O manual criado no Malawi não nasceu de um risco meramente teórico. Em 2024, a ONG Human Rights Defenders Coalition pediu a abertura de uma investigação sobre uma alegada rede de «sex for grades» na Universidade de Mzuzu. Este caso está longe de ser isolado e enquadra-se num problema amplamente documentado à escala continental.

Na Nigéria, um estudo realizado em 2024 pela Alliance for Africa e pelo Committee of Vice-Chancellors for Gender Equality in Nigerian Universities, junto de 3 528 pessoas em 12 instituições, revelou que 63% das estudantes entrevistadas afirmaram ter sofrido assédio sexual. Na Etiópia, um inquérito realizado junto de 385 diplomadas registou níveis ainda mais elevados: mais de 90% das participantes afirmaram ter sido vítimas de assédio verbal no campus e cerca de 78% de assédio físico.

Leis existentes, mas com aplicação limitada

Perante um risco tão bem documentado, as respostas dos Estados africanos continuam desiguais, e a sua aplicação é ainda mais incerta. O Botswana incluiu o assédio sexual no seu Código Penal em 2021, tornando-se um dos primeiros países africanos a criar um quadro legal nesta matéria. No entanto, os resultados judiciais continuam limitados. Das 577 acusações relacionadas com crimes sexuais tratadas pelos tribunais do país em 2021, último ano disponível, apenas 33% resultaram em condenação, segundo estatísticas governamentais citadas num relatório do Ministério do Interior britânico.

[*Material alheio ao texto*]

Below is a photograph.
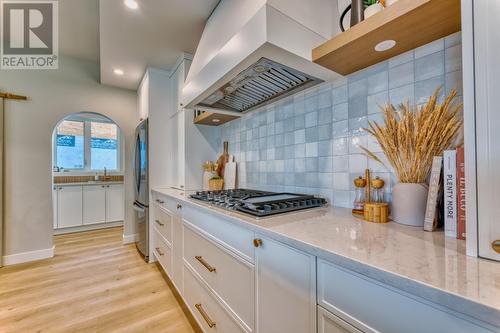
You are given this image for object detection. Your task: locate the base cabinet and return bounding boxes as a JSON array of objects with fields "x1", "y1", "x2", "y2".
[
  {"x1": 57, "y1": 186, "x2": 83, "y2": 228},
  {"x1": 52, "y1": 184, "x2": 125, "y2": 230},
  {"x1": 318, "y1": 306, "x2": 363, "y2": 333},
  {"x1": 152, "y1": 192, "x2": 500, "y2": 333},
  {"x1": 255, "y1": 235, "x2": 316, "y2": 333},
  {"x1": 83, "y1": 185, "x2": 106, "y2": 224}
]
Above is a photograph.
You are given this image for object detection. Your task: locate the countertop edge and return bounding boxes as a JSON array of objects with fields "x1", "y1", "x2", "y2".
[{"x1": 151, "y1": 189, "x2": 500, "y2": 329}]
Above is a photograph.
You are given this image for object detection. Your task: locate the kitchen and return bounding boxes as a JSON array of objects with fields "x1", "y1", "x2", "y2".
[{"x1": 0, "y1": 0, "x2": 500, "y2": 333}]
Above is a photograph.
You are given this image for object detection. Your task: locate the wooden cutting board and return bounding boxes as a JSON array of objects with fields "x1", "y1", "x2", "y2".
[{"x1": 224, "y1": 155, "x2": 236, "y2": 190}]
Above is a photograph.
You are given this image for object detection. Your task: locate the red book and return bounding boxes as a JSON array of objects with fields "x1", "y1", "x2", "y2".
[{"x1": 457, "y1": 147, "x2": 465, "y2": 239}]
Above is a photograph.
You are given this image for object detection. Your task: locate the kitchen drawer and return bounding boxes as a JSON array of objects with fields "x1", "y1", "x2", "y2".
[
  {"x1": 184, "y1": 223, "x2": 255, "y2": 331},
  {"x1": 153, "y1": 230, "x2": 172, "y2": 277},
  {"x1": 318, "y1": 260, "x2": 492, "y2": 333},
  {"x1": 182, "y1": 205, "x2": 254, "y2": 263},
  {"x1": 153, "y1": 204, "x2": 173, "y2": 244},
  {"x1": 318, "y1": 305, "x2": 363, "y2": 333},
  {"x1": 184, "y1": 265, "x2": 246, "y2": 333},
  {"x1": 153, "y1": 193, "x2": 182, "y2": 214}
]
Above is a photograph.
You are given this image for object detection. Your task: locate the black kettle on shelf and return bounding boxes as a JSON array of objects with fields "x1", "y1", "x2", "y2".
[{"x1": 339, "y1": 0, "x2": 365, "y2": 31}]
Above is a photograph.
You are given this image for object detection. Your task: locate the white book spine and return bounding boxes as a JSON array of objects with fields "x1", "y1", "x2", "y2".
[{"x1": 443, "y1": 150, "x2": 457, "y2": 238}]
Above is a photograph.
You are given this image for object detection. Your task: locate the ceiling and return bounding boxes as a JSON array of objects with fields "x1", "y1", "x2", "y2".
[
  {"x1": 59, "y1": 0, "x2": 99, "y2": 62},
  {"x1": 98, "y1": 0, "x2": 219, "y2": 90}
]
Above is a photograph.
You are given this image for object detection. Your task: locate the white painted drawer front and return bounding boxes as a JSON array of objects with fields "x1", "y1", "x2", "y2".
[
  {"x1": 184, "y1": 265, "x2": 246, "y2": 333},
  {"x1": 153, "y1": 193, "x2": 180, "y2": 212},
  {"x1": 318, "y1": 305, "x2": 363, "y2": 333},
  {"x1": 184, "y1": 223, "x2": 255, "y2": 331},
  {"x1": 182, "y1": 205, "x2": 254, "y2": 263},
  {"x1": 318, "y1": 260, "x2": 492, "y2": 333},
  {"x1": 153, "y1": 230, "x2": 172, "y2": 277},
  {"x1": 153, "y1": 204, "x2": 173, "y2": 244}
]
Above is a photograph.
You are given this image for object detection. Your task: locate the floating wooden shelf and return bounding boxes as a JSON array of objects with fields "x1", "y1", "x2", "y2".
[
  {"x1": 312, "y1": 0, "x2": 461, "y2": 75},
  {"x1": 194, "y1": 111, "x2": 241, "y2": 126}
]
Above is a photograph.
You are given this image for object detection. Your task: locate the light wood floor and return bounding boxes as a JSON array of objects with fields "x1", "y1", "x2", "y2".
[{"x1": 0, "y1": 228, "x2": 193, "y2": 333}]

O Gana seguiu o mesmo caminho em maio de 2026, com um projeto de lei contra o «sex for jobs». O Justice and Accountability Forum, uma organização da sociedade civil ganesa, pediu publicamente que a medida fosse alargada ao «sex for grades», segundo declarações do seu coordenador divulgadas pela imprensa local.

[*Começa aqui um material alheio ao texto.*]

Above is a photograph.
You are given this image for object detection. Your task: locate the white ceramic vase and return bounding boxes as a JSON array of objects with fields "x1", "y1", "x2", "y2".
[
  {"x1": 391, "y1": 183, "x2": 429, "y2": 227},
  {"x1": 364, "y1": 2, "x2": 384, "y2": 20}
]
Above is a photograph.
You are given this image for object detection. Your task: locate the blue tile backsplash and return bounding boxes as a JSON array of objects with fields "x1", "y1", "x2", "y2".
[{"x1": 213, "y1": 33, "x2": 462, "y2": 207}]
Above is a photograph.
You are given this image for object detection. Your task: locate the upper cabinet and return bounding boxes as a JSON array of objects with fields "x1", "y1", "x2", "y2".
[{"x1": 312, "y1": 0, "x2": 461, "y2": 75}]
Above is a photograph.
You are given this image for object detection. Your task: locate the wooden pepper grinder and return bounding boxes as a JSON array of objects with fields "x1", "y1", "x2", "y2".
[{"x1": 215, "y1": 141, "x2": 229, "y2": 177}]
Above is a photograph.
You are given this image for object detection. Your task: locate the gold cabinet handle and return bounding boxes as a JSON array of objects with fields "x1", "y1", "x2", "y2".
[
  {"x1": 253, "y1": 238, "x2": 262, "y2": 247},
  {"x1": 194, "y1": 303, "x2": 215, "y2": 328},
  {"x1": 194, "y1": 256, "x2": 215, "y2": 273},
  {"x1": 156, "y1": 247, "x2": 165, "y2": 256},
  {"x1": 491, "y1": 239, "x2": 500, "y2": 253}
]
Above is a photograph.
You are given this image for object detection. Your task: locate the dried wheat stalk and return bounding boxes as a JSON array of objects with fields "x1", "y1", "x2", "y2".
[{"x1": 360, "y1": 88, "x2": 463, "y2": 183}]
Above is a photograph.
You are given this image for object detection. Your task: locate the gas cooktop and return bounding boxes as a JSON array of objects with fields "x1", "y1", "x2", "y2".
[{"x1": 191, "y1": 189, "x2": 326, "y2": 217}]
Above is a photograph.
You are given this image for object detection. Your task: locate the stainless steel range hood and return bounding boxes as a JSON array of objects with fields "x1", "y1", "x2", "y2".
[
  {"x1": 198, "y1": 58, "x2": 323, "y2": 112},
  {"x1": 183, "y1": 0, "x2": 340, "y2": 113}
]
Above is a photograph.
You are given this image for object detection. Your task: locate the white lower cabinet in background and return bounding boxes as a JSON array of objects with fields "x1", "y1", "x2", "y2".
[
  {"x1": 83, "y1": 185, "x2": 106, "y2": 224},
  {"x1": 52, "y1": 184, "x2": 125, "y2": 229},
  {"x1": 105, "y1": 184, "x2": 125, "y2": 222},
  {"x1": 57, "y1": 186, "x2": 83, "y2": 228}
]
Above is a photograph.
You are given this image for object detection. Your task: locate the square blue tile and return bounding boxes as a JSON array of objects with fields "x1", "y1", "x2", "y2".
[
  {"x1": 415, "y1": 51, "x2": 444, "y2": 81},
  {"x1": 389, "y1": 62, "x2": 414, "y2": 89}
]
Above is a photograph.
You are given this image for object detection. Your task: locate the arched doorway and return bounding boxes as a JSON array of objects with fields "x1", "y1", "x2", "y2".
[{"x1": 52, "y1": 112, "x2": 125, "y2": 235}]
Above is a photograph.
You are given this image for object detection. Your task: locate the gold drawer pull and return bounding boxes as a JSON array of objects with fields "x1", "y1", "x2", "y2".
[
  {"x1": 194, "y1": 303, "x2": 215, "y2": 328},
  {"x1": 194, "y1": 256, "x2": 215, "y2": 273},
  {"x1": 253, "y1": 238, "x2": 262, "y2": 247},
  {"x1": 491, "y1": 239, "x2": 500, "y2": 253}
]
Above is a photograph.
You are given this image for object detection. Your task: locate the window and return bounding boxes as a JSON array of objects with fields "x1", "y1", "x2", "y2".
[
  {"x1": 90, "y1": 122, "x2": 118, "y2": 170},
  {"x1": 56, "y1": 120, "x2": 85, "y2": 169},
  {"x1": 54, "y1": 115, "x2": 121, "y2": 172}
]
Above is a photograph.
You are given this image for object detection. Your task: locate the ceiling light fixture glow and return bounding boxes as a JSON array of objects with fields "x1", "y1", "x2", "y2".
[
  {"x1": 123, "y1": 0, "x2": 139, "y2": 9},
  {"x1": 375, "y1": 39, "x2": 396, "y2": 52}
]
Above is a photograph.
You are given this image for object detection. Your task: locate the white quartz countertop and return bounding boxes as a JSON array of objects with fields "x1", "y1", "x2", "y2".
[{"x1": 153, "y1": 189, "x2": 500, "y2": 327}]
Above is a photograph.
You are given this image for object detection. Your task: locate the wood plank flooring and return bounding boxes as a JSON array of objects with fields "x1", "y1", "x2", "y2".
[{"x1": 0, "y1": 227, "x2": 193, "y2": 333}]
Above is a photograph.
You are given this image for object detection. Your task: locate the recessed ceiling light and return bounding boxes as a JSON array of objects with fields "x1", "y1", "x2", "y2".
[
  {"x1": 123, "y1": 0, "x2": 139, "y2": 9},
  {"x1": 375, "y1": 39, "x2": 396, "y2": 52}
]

Manuais de sensibilização, como o lançado no Malawi, ajudam a preencher parte desta lacuna. Contudo, um manual não tem força legal obrigatória: informa e orienta, mas não pode sancionar um professor.

Da gratuitidade escolar à proteção universitária

Esta fragmentação explica por que razão um grande investimento educativo pode continuar a produzir resultados incompletos. Uma rapariga que beneficia de escolaridade gratuita até ao ensino secundário continua vulnerável, sem proteção adequada, quando entra na universidade. Num continente onde poucas raparigas chegam ao ensino superior, cada abandono forçado reduz ainda mais uma reserva já limitada de competências femininas qualificadas.

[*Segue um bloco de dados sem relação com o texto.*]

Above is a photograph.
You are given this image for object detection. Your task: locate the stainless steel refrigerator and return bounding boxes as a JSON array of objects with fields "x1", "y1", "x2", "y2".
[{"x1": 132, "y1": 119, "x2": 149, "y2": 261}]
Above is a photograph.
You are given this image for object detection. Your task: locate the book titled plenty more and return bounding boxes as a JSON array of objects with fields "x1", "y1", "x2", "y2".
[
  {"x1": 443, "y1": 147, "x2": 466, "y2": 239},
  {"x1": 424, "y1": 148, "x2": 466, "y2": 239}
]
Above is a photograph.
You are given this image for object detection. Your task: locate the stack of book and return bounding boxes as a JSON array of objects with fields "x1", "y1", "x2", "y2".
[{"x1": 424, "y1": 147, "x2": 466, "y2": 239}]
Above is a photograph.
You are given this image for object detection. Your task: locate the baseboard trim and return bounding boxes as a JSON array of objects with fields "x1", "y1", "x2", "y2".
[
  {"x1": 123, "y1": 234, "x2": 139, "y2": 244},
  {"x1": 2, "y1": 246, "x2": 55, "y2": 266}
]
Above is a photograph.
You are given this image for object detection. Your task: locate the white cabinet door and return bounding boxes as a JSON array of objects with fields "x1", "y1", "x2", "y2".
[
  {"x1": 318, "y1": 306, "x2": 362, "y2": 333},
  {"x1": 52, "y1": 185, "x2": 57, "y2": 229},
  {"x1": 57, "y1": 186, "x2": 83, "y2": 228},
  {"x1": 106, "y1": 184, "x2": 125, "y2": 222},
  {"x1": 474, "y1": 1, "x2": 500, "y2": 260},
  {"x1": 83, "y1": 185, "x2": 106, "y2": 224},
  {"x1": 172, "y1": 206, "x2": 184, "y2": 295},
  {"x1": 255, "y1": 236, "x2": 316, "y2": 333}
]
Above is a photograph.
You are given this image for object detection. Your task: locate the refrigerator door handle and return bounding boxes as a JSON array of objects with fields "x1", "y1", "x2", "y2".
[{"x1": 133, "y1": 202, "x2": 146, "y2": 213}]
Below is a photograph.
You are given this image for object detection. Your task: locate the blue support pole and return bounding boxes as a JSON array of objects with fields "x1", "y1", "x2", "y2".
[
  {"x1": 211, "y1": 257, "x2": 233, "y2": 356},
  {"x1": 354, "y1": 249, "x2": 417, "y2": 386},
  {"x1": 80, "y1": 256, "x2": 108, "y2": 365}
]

A questão deixou, portanto, de ser apenas garantir a escolarização: é também garantir a proteção até ao fim do percurso académico.

A União Africana lançou, em fevereiro de 2025, as bases de uma resposta coordenada através da sua Estratégia para a Educação 2026-2035. Entre as seis prioridades definidas encontram-se explicitamente o ensino superior e a inclusão de género. Na prática, os Estados signatários deverão apresentar relatórios sobre os seus progressos através dos mecanismos de acompanhamento previstos.

Resta saber se, até lá, os governos terão criado as salvaguardas jurídicas e institucionais que os manuais de sensibilização, por si só, não conseguem substituir.